Além dos trabalhos como quadrinista, Alcides Caminha foi compositor, inscrito na Ordem
dos Músicos do Brasil. A paixão pela música o conduziu a uma vida boêmia, e em suas
andanças, entre shows e serestas, conheceu os sambistas Nelson Cavaquinho e Guilherme
de Brito. Com a famosa dupla — que, segundo Caminha, também sabia que ele era o
desenhista Carlos Zéfiro —, compôs alguns sambas, entre eles o clássico “A flor e o
espinho”, gravado por importantes nomes da MPB.

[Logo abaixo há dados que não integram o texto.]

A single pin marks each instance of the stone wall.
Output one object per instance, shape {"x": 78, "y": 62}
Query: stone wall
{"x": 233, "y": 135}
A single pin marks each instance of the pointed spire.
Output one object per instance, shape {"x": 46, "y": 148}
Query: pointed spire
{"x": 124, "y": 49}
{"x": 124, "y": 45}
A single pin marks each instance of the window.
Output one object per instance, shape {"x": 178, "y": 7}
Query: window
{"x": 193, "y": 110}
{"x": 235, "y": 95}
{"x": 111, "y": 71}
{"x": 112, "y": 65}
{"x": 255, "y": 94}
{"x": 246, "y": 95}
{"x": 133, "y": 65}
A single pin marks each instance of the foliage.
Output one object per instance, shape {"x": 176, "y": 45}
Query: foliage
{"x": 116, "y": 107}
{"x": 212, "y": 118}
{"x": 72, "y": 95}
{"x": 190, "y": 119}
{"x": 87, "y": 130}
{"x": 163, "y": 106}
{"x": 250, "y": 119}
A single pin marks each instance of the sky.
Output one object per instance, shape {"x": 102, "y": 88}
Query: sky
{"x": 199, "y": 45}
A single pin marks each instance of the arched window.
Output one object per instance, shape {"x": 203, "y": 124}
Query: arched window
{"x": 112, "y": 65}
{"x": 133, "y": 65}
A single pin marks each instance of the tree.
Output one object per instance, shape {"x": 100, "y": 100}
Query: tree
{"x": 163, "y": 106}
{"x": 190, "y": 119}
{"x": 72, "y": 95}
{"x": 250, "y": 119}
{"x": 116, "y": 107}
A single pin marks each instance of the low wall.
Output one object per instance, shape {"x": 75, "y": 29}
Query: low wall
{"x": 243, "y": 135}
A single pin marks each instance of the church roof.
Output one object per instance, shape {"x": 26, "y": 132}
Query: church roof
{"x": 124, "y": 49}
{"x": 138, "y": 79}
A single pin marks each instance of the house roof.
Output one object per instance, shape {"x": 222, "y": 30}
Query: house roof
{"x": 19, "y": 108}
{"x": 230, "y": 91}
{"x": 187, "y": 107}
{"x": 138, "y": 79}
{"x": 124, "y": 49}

Caminha revelou sua identidade somente em novembro de 1991, nas páginas da revista
“Playboy”, após tomar conhecimento que o artista baiano Eduardo Barbosa — também
autor de alguns folhetos eróticos — se apresentou à imprensa como sendo Carlos Zéfiro.
Na ocasião, ganhou uma exposição de seus desenhos e participou como uma das principais
atrações da I Bienal Internacional de Quadrinhos, na Fundição Progresso, no Rio, sendo
assediado por jornalistas e fãs.

Em 3 de julho de 1992, o quadrinista foi o principal homenageado do Troféu HQ Mix, no


Rio, recebendo o seu primeiro prêmio, na categoria de artista veterano, pelo conjunto de
sua obra. Caminha, no entanto, pouco pôde desfrutar de sua glória tardia, pois apenas dois
dias depois, após voltar de uma festa, sentiu-se mal e faleceu em virtude de um derrame
cerebral, aos 70 anos de idade.

Em 1996, Zéfiro foi homenageado pela cantora Marisa Monte, que utilizou os traços do
artista na capa e no encarte do CD “Barulhinho bom”. Em 1999, a cantora também
participou de outra homenagem póstuma, inaugurando a Lona Cultural Carlos Zéfiro, em
Anchieta, com um show ao lado da Velha Guarda da Portela. Marisa e o jornalista Juca
Kfouri, autor da reportagem que revelou a verdadeira identidade de Carlos Zéfiro na
“Playboy”, são os padrinhos do espaço cultural, fundado e dirigido por artistas locais. Dois
anos depois, o cineasta Sílvio Tendler iniciou o projeto de produção de um documentário
sobre Zéfiro. Em 2011, o diretor e autor Paulo Biscaia Filho levou aos palcos a peça “Os
catecismos segundo Carlos Zéfiro”, escrita com Clara Serejo. No mesmo ano, seus
trabalhos foram expostos no Museu do Sexo, em Nova York, ao lado de obras de
quadrinistas eróticos do mundo inteiro.